What is out of scope

The Registry is not intended to replace existing collection management systems, laboratory databases, or research repositories. In particular, it does not aim to:

  • Host full analytical datasets or detailed conservation records
  • Store large media collections or high-resolution imagery
  • Standardise or enforce local documentation practices
  • Act as a comprehensive documentation platform for all aspects of sample analysis

Instead, detailed information remains within institutional systems and specialised research platforms. The Registry provides the persistent identifier and a lightweight landing record, with key links that can be listed directly but are ideally also maintained and discovered through the wider DOI and persistent identifier infrastructure over time.

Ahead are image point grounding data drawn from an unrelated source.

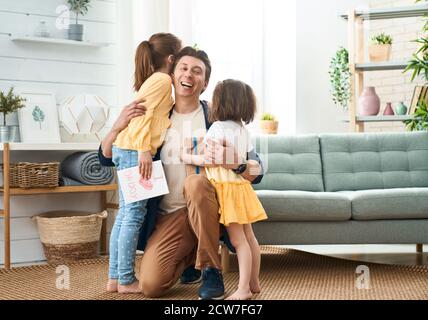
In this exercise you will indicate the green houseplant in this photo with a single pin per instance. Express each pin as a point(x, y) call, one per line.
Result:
point(9, 103)
point(79, 7)
point(268, 123)
point(418, 65)
point(380, 47)
point(340, 77)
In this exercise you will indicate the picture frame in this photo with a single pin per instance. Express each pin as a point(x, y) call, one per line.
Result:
point(38, 120)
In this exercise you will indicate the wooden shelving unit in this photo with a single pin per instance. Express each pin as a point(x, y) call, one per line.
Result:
point(57, 41)
point(8, 192)
point(357, 65)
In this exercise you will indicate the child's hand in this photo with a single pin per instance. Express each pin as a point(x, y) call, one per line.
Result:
point(145, 164)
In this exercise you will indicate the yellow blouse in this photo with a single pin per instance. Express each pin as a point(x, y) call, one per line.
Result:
point(146, 133)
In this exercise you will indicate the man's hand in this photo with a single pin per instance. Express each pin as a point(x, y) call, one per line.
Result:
point(222, 153)
point(132, 110)
point(145, 164)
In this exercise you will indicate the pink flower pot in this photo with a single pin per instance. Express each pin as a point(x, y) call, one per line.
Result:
point(388, 110)
point(369, 102)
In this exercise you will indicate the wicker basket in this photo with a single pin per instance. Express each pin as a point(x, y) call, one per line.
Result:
point(38, 175)
point(69, 236)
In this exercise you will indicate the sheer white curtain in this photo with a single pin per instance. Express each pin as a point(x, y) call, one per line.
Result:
point(250, 40)
point(231, 32)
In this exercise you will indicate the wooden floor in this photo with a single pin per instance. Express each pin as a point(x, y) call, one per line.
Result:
point(387, 254)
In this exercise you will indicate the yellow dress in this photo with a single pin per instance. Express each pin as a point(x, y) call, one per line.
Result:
point(238, 201)
point(147, 132)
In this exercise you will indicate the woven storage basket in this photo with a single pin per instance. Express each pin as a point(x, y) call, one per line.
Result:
point(13, 175)
point(69, 236)
point(38, 175)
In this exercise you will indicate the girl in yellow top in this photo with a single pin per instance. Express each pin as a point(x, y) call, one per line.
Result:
point(233, 105)
point(135, 146)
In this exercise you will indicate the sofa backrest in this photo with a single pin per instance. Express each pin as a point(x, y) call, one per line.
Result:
point(290, 162)
point(374, 160)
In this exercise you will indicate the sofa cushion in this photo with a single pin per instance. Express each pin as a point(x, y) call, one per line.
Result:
point(290, 162)
point(374, 160)
point(305, 206)
point(407, 203)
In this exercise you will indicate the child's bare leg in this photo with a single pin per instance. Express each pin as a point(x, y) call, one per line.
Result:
point(255, 254)
point(239, 241)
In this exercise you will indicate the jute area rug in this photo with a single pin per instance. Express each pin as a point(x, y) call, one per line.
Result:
point(285, 274)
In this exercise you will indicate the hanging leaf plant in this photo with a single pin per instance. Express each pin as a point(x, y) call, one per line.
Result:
point(340, 78)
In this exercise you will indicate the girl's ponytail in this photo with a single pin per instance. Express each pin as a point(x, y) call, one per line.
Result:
point(144, 67)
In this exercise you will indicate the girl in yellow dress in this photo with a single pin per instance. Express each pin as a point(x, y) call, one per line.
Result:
point(233, 105)
point(135, 146)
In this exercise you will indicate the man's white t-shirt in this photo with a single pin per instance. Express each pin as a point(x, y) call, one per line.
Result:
point(183, 126)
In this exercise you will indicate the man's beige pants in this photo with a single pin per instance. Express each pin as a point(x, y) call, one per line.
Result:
point(181, 238)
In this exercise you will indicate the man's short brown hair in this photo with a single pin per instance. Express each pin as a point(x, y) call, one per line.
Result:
point(198, 54)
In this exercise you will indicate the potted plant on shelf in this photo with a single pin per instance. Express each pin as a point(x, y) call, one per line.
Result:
point(380, 48)
point(268, 123)
point(75, 31)
point(340, 77)
point(9, 103)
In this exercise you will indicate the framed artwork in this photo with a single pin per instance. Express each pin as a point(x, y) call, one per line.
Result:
point(38, 120)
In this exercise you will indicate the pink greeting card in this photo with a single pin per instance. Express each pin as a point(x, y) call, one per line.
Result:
point(134, 188)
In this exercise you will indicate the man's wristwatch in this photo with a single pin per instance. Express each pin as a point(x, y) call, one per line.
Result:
point(241, 168)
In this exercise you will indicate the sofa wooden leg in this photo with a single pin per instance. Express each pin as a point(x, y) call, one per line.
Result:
point(225, 258)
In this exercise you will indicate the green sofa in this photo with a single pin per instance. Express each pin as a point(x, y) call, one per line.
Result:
point(344, 189)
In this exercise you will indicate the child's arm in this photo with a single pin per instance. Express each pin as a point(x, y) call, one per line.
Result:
point(154, 90)
point(195, 159)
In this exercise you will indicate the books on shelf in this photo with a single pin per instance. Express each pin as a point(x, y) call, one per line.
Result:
point(419, 93)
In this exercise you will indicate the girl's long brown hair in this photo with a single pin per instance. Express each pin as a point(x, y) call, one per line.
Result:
point(233, 100)
point(150, 55)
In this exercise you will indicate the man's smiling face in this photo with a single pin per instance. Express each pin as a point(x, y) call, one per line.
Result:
point(189, 77)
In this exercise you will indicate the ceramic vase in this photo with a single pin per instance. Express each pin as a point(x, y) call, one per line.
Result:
point(388, 110)
point(369, 102)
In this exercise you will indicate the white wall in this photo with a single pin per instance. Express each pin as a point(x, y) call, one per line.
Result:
point(64, 71)
point(320, 32)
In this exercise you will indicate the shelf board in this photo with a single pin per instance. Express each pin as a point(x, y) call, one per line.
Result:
point(52, 146)
point(391, 13)
point(380, 118)
point(58, 41)
point(381, 66)
point(64, 189)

Future development and expansion

While initial implementation work has been carried out using paint cross-section datasets, the Registry is designed to support a much wider range of heritage sample types. These may include, for example, fragments, scrapes, thin sections, building material samples, archaeological samples, and reference standards used in analytical research.

Extension to additional domains can be implemented relatively quickly, but will be guided by emerging research needs, available pilot datasets, and active engagement from interested institutions and communities. This ensures that development remains grounded in real-world workflows and sustainable levels of support.

Community-driven evolution

The long-term success of the Registry depends on collaboration across institutions, disciplines, and countries. Its development is therefore intended to be iterative and community-informed, with priorities shaped by practical use cases and shared infrastructure needs within the heritage science domain.